C’è un tango che spiega molto, se non tutto: Volver, Tornare, scritto nel 1935 da Alfredo Le Pera e reso immortale — oltre che da un successivo film di Almodovar del 2006 — dalla voce inconfondibile di Gardel, stesso nome dell’Apache, Carlos, e stesse origini, umili. Se il tango si è generato laggiù è proprio perché gli argentini hanno una formidabile vocazione alla nostalgia, al senso della distanza, e del ritorno: ecco perché da tempo la Doce, la Dodici, come viene chiamata la tifoseria azul y oro, sentiva che il volver di Tevez sarebbe stato solo una questione di tempo.
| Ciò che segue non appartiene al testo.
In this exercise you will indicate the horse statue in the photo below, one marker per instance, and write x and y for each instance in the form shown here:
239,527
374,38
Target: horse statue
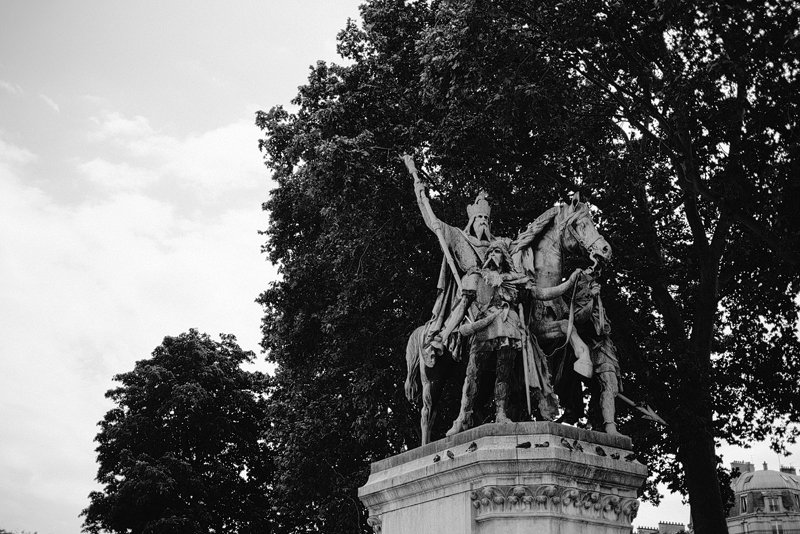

Perché non è il primo, né sarà l’ultimo a riprendere il ballo dopo averlo interrotto. Attenzione: non in Argentina, o a Buenos Aires; Tevez torna a distanza di 11 anni nella «Repùblica boquense», come la battezzarono i cinque immigrati genovesi (Esteban Biglietto, Alfredo Scarpatti, Santiago Sana, Juan e Teodoro Farenga) che il 3 aprile 1905 fondarono il club in plaza Solìs, scegliendo i colori sociali in base allo scafo della prima nave che sarebbe passata. Regina Sophia. Svezia, giallo e blu.
Gli xeneizes, i genovesi, non sono il braccio armato di un bel niente, piuttosto il solido simbolo di una classe sociale, los pobres, gli ultimi, i disgraziati campesinos sottopagati e poveri metropolitani delle villas miserias, come quella in cui Carlitos è nato il 5 febbraio 1984. Fuerte Apache, un posto dove la polizia non entra, e non è letteratura. I tifosi si vantano di essere la metà più uno del paese: non è proprio così ma non è del tutto falso.
Secondo una statistica del Clarìn datata 2009, il 35% degli appassionati di calcio sostiene il Boca; dietro, 10 punti percentuali sotto, c’è il River, la squadra nata nel 1901 come espressione della buon borghesia dei quartieri settentrionali, quindi l’Independiente sostenuto dal popoloso barrio dell’Avellaneda e «l’intellettuale» San Lorenzo de Almagro, «equipo» di Papa Francesco ma anche di Osvaldo Soriano.
MARTIN PALERMO AL BOCA JUNIORS
«Boca no, Boca es otra cosa» ha detto un giorno Carlos Bianchi, il Vicerè, uno che da lì è andato e tornato 4 volte. Come lui l’attaccante (e poi attore) Mario Boyè detto El Atomico, o Diego Maradona, o Martin Palermo, o ancora Juan Riquelme, o Fernando Gago. Un lungo elenco di nostalgici, ballerini del fùtbol che non hanno resistito alla melodia della Bombonera, lo stadio che balla, costruito dove una volta c’era una fabbrica in cui si adoperava lo sterco dei cavalli per fare i mattoni.
Splendori e miserie, irresistibili. È quello che lo scrittore Marcos Aguinis ha definito «l’atroce incanto di essere argentini». Perché, come dice una strofa di Volver, «vent’anni non son niente», pur di tornare. Il tango è un pensiero triste che si balla, e ora gli juventini lo sanno.